We’re looking for funds that may be closed, but willing to accept some interesting new deposits or new clients. We’re doing a lot of work on the alternative side because that’s where most of the work belongs. It’s very difficult to identify good managers on the alternative side, so we’re delivering a ton of value there. And then we’re getting access. So we’re getting calls from people who have been investing with us now in alternatives, and they may have a co-invest opportunity for some unique clients. We’re working really hard on getting access to unique opportunities for all the clients.

WM.com: What’s your due diligence process for choosing asset managers and funds?

AR: We have a small group within our walls called the Manager Research Group. It’s a committee whose job is to run all the due diligence on all the managers, and it was born a couple of years ago. We took Procyon’s institutional due diligence process because we have several billion in institutional funds, 401(k)s and pensions. We took that due diligence process and overlayed the private wealth prism on it. In institutional due diligence, it’s all about meeting metrics—backward-looking. In private wealth, it’s all about what the expected return is going to be. And so we took those two things and built them together and created our manager research group. They meet on a monthly basis.

We look at about 11 different pillars. A lot of that has to do with manager tenure, fees, who owns the fund, how much is in the fund distribution, potential distributions, and then you have peer group rankings and so forth. They all have to be within the top two quartiles of all the data in order to be considered a good fund.

For private, it’s vastly different. The data is not readily available to look at the market as a whole easily. We wind up having to go manager by manager; we have a voting group made up of the main members of the main committee, and we get managers lined up, they get proposed, and we do the research, and we vote them in or out.

WM.com: What’s the opportunity you see in investing in alternatives?

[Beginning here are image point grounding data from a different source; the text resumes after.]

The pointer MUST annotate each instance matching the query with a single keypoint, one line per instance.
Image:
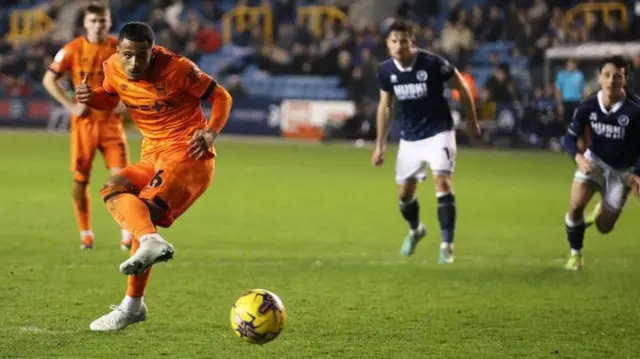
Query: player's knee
(157, 211)
(114, 170)
(576, 212)
(443, 183)
(604, 227)
(606, 221)
(407, 191)
(116, 185)
(80, 190)
(81, 177)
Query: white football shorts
(437, 153)
(611, 182)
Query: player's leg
(582, 190)
(442, 159)
(133, 213)
(614, 196)
(113, 145)
(83, 148)
(410, 169)
(136, 215)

AR: You’re supposed to be fully diversified in a portfolio. Now if you’re not an accredited investor or higher, it’s difficult to get access to these kinds of things, number one. So there are barriers in place for a reason, and so we adhere to those. But what ends up happening is once you become accredited and qualified, then all new doors open up, and that’s the way it’s built. What winds up happening is there’s this big demand in the private markets because the public markets have become so much less diversified.

On top of that, nowadays, you can structure investments in alternatives with much better liquidity structures than you would have been able to 10 years ago. The evergreen structure would’ve been more difficult. We do believe there’s a premium to be earned when you have less liquidity, so we want to capture that for the clients. To clients and even to some professionals, the public markets more and more look “rigged,” and people don’t trust them as much.

WM.com: Do you have any interest in bitcoin ETFs or getting into the crypto markets at all?

AR: We’ve entered the crypto markets on a non-discretionary basis over the last several years. As the demand came up for us internally, we wanted to provide the right solution as opposed to referring everyone. So we partnered with a company called Eaglebrook Advisors, and essentially we hold everything in cold storage. And now with the advent of the ETF and the size and the scope of them, it becomes more of a tactical decision.

We have approved on our recommended list, one bitcoin ETF. Essentially to us, a bitcoin ETF as it’s structured today is just all about what the fees are because they should all have very low tracking errors and so forth. But we have not made an active decision to allocate to bitcoin, and if we do, that would be in the alternatives portion of the portfolio.